Je nach Einsatzbereich lassen sich LEDs mit einer zusätzlichen optischen Linse versehen, die zunächst das Licht vom Chip und Konverter einkoppelt und es dann an die Umgebung abgibt. Das Material der Optik lässt sich individuell auf das Einsatzumfeld abstimmen, um beispielsweise resistent gegen Feuchtigkeit, mechanische Belastung oder Chemikalien zu sein.

Ein weiterer, elementarer Faktor für die Lebensdauer von LEDs sind deren Kühlung sowie der thermische Widerstand. Entscheidende Kriterien sind hier das Design der Leiterplatte und des Lötpads. Je wärmeleitender die Fläche des Pads, desto besser die Kühlung. Gehäusematerialien beziehungsweise Grundsubstrate aus Keramik oder Kunststoff verbessern hingegen die thermische Stabilität. Darüber hinaus lässt sich das gesamte LED-Modul mit passiven Kühlkörpern (zum Beispiel aus Aluminium) oder aktiven Kühlsystemen ausstatten, um die Temperatur konstant niedrig zu halten.

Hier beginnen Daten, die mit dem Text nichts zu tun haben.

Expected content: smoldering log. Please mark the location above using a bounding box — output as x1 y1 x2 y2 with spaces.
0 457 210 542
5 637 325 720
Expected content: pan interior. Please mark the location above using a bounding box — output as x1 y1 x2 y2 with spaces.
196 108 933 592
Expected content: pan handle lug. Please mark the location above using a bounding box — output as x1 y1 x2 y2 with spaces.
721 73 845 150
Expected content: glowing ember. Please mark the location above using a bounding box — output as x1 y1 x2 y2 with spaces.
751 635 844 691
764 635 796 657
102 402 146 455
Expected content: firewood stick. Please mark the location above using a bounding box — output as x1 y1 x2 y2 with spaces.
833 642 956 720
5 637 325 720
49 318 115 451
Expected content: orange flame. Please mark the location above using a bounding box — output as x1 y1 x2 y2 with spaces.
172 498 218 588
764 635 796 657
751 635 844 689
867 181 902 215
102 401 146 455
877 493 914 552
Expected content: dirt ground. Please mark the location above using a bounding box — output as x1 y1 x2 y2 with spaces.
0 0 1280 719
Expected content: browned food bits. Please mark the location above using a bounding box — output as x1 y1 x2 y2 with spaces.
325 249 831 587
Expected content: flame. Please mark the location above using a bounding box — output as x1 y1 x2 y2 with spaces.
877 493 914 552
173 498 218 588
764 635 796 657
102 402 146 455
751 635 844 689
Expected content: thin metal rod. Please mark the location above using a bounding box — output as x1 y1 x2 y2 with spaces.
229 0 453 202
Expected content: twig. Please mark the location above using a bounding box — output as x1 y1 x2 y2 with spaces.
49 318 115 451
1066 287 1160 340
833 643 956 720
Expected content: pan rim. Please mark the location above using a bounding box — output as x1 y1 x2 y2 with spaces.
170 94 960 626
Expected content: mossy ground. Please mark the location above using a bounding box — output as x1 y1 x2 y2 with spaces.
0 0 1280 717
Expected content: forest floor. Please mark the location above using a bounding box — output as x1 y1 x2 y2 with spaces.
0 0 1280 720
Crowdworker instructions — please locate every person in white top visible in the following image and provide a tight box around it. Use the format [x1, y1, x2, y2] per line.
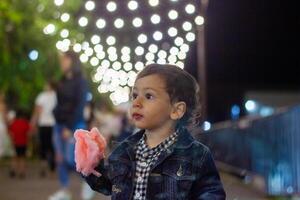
[0, 91, 14, 159]
[31, 81, 57, 176]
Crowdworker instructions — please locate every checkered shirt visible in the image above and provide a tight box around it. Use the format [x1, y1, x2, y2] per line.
[133, 132, 177, 200]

Retrofitting-Konzept eröffnet enormes Marktpotenzial

Ob als Premium-Hochleistungsmodell mit erhöhter Lebensdauer oder als Retrofit-Lampe für preisbewusste Konsumenten sind LED-Lösungen mit Eigenschaften wie hohe Energieeffizienz und niedrige Fehlerquote heute bei Preis und Leistung gegenüber traditionellen Leuchtmitteln mehr als wettbewerbsfähig und bieten gerade mit dem Retrofitting-Konzept ein enormes Marktpotenzial für Lichtsystemdesigner.

Aufgrund seiner jahrzehntelangen Erfahrungen bei unterschiedlichen LED-Typen ist es Osram Opto Semiconductors gelungen, ein enormes Marktpotenzial freizusetzen. Und mit Smart Lighting steht bereits der nächste Trend auf dem LED-Markt in den Startlöchern: Leuchten mit roten, grünen und blauen LEDs erlauben flexible Farbvarianzen je nach Präferenz des Anwenders, während intelligente Sensoren und Module eine gezielte Helligkeitssteuerung ermöglichen. Auch Leuchtkörper mit Remote-, Infrarot-, Bluetooth- oder Internet-Anbindung sind im Zeitalter von Industrie 4.0 und dem Internet der Dinge längst keine Zukunftsvision mehr.